1. Assata Shakur, wrongfully charged and convicted of the murder of a New Jersey State Trooper in the late '70s at the height of the domestic conflict between American civil/human rights activists and dissidents and the American Government (COINTELPRO). Assatta has lived in Cuba in exile since around 1980.
2. The New Jersey Four: four young lesbians wrongfully charged and convicted for an action of self-defense that resulted in the assault of a man who was verbally and physically abusive to them in Lower Manhattan in 2007. One of the young women is serving an inexplicably long prison sentence.
3. ANY and ALL the women and men who have been arrested for prostitution in a post-Katrina New Orleans and subsequently charged and convicted with felonious charges of "crimes against nature" and sentenced with prison time as well as the required sexual offender registration. Most of the women in these cases are mothers of young children.
My first instinct was to say that I would pardon Leonard Peltier for all the obvious reasons that sum up the injustice of his case. But then, after some reflection, I decided that I would instead pardon everyone who committed a crime of survival. I would pardon the poor who sought food, the abused who sought to end their abuse, the denied that sought justice and the militants who sought to have their voice heard. An unjust law is no law at all. I would hope that my pardon(s) would be in keeping with that.
Samhita Mukhopadhyay blogs for Feministing.
I would pardon the dude who threw his shoes at Bush (and yes, I know that he's being held by the Iraqi government, not in the U.S.).
Tedra Osell is better known on the Internet as the primary blogger at Bitch PhD.
Most of the people in prison aren't famous enough for me to have heard of them, and even pardoning one exemplary prisoner doesn't begin to address the underlying injustices of the prison system. That said, I think that both John Walker Lindh, whose treatment really marked the beginning of the Bush regime's willful shredding of constitutional rights like legal representation and habeas corpus, and Jose Padilla, who has essentially been driven mad, should certainly be released. But so should any number of people in jails who had inadequate representation or unfair trials, or who are there because of things like "my boyfriend was selling drugs and I answered the phone," or who are being treated inhumanely. I would certainly pardon every single child in the U.S. who is currently serving life without parole.
Loretta J. Ross is the national coordinator of the SisterSong Women of Color Reproductive Health Collective.
I would pardon Assata Shakur (a political prisoner in exile in Cuba) and any woman with a substance abuse problem who has been convicted of child abuse by delivering "drugs to her unborn child."
Shelby Knox is a full-time speaker and organizer working with progressive organizations to promote sex education, women's rights and youth empowerment.

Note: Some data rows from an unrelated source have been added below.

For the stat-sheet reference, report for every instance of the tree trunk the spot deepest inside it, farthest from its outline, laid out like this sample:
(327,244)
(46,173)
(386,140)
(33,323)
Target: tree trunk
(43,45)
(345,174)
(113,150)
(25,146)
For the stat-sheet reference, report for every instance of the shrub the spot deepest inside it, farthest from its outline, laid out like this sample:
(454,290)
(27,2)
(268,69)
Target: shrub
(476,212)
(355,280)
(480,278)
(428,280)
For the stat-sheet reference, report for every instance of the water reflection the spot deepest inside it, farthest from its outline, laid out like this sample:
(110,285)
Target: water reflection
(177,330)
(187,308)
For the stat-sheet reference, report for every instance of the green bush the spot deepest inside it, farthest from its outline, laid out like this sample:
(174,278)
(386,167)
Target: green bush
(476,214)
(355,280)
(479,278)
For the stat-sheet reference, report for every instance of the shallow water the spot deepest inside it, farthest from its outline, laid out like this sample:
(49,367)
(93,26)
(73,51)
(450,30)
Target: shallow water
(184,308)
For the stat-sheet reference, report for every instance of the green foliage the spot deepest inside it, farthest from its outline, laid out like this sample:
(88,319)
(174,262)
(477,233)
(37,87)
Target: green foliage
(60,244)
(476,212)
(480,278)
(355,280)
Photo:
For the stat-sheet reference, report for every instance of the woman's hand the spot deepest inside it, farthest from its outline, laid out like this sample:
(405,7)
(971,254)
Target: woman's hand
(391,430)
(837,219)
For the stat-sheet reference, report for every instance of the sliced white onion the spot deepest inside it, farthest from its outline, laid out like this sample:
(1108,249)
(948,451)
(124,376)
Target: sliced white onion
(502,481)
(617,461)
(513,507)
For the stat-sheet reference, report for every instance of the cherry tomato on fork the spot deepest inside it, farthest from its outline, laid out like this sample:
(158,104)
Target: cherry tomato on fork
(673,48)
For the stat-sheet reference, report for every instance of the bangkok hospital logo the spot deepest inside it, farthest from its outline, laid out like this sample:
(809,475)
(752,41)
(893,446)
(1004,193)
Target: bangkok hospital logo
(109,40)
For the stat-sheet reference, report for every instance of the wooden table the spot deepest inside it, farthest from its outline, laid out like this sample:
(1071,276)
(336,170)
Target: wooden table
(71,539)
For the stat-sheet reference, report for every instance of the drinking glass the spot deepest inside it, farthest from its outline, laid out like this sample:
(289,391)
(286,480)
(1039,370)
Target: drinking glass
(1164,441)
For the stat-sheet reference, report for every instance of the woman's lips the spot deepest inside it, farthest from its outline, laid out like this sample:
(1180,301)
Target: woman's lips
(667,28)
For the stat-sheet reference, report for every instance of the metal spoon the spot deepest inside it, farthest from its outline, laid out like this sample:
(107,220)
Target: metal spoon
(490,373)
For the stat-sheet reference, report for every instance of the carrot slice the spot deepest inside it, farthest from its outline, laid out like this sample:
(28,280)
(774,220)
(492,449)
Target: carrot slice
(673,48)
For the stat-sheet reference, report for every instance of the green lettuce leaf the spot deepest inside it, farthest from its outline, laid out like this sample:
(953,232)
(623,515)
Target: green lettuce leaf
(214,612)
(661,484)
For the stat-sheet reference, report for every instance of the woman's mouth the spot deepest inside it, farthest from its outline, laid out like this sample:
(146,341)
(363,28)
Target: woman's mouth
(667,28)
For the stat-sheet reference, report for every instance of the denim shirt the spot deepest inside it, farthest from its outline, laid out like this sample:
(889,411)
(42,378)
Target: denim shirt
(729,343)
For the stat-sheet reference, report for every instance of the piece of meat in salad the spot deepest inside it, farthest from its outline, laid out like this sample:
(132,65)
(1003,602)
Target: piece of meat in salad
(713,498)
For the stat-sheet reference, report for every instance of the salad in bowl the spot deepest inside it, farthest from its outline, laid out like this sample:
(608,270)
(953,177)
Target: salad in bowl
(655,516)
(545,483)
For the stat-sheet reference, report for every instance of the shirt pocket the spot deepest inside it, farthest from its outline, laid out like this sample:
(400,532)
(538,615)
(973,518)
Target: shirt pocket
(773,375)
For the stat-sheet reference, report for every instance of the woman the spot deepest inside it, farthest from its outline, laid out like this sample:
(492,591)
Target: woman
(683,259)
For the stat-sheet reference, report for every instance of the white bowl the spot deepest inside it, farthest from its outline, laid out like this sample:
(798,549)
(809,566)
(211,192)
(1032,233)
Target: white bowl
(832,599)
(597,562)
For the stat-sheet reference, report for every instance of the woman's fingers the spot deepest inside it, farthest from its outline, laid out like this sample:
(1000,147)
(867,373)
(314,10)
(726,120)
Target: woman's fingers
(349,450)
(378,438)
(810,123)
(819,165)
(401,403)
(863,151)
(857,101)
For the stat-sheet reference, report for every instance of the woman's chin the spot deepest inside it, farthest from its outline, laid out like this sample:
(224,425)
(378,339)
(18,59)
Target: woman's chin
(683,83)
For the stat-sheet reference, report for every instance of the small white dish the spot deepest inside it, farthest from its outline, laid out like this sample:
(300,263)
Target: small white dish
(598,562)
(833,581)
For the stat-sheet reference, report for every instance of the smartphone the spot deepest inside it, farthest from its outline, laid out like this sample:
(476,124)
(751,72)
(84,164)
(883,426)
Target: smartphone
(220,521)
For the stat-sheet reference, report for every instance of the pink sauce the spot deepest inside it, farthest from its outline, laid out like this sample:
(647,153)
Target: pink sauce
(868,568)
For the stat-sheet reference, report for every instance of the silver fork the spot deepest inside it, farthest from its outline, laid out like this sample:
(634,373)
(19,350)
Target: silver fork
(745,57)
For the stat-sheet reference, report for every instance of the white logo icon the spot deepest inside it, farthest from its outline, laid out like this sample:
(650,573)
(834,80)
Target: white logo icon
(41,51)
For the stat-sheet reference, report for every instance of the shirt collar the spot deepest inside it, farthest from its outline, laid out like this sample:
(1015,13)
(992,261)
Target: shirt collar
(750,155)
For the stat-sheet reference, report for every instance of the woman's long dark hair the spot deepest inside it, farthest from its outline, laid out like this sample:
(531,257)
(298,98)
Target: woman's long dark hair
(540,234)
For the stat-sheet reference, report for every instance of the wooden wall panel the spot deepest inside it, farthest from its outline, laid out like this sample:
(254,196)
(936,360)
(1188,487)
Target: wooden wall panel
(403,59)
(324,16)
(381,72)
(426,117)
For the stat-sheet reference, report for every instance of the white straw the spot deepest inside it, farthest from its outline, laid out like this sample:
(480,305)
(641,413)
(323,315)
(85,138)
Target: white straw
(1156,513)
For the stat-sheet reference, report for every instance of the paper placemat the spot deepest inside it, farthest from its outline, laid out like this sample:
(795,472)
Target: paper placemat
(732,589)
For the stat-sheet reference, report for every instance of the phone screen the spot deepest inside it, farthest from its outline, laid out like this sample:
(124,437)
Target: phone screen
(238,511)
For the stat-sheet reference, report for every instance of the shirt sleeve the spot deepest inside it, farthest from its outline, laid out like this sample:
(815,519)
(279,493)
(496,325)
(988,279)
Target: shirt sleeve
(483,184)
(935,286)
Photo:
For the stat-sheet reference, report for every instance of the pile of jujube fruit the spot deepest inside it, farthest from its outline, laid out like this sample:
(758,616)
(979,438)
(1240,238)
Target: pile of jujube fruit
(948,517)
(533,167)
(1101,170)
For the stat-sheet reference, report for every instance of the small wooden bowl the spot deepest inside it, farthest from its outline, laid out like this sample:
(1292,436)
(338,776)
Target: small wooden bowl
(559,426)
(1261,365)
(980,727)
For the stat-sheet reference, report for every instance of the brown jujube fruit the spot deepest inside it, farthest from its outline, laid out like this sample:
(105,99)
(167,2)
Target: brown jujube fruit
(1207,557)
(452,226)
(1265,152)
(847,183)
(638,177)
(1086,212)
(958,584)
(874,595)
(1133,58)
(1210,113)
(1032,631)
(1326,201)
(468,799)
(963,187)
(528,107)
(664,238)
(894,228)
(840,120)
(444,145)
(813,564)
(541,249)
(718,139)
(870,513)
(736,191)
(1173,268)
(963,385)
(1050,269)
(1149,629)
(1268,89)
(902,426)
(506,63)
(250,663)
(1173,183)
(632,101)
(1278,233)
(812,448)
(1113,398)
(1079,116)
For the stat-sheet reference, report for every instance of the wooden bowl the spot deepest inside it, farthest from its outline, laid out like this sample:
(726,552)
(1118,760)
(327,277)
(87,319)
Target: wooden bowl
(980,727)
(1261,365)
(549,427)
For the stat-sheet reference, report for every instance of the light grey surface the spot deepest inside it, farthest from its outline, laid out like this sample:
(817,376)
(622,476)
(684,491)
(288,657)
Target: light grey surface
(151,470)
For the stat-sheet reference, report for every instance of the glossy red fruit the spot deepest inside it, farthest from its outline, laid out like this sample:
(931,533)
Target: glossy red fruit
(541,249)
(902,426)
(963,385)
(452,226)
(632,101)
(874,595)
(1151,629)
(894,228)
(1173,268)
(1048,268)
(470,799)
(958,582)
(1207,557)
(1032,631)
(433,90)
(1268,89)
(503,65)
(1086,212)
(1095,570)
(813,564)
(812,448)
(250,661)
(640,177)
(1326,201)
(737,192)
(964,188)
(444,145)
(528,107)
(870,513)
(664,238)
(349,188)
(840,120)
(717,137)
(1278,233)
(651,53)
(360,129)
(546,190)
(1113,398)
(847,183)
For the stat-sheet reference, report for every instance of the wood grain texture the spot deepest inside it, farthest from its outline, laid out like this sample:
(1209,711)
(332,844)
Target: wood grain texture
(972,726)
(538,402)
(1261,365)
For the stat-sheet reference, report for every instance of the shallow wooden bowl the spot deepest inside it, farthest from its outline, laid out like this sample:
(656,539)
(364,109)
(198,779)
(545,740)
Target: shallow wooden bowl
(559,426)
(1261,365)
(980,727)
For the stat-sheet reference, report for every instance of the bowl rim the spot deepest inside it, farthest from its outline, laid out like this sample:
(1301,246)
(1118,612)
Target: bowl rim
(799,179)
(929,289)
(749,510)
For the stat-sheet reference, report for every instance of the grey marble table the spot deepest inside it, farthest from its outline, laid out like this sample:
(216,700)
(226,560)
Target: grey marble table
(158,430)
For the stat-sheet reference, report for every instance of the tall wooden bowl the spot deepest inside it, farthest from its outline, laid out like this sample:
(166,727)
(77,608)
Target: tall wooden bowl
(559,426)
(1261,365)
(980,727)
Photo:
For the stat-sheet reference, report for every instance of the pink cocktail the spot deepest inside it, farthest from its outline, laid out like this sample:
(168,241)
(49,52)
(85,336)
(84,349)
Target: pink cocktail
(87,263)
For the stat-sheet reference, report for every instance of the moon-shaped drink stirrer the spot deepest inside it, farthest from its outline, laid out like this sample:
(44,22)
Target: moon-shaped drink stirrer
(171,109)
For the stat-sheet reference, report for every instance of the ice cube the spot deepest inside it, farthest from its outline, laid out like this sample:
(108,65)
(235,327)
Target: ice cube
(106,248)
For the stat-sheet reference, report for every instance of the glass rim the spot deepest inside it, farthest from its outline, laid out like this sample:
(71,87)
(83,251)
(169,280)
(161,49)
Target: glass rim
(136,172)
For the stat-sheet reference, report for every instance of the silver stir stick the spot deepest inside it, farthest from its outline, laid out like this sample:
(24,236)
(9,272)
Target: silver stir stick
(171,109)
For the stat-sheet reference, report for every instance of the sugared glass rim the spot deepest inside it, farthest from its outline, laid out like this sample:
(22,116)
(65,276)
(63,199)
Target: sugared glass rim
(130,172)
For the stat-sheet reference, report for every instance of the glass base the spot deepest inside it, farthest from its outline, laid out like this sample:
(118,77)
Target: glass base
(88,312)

I would pardon every woman convicted of killing her husband before the self-defense plea was admissible in all 50 states because, after all, it probably was. We live in a country where the biggest risk factor for the death of pregnant women is homicide and the number of women killed by their husbands or partners constitutes 41 percent of all women killed (only 11 percent of men killed are done in by their wives or partners). It's not a far leap of logic to think that those women were making sure they didn't become part of that 41 percent statistic.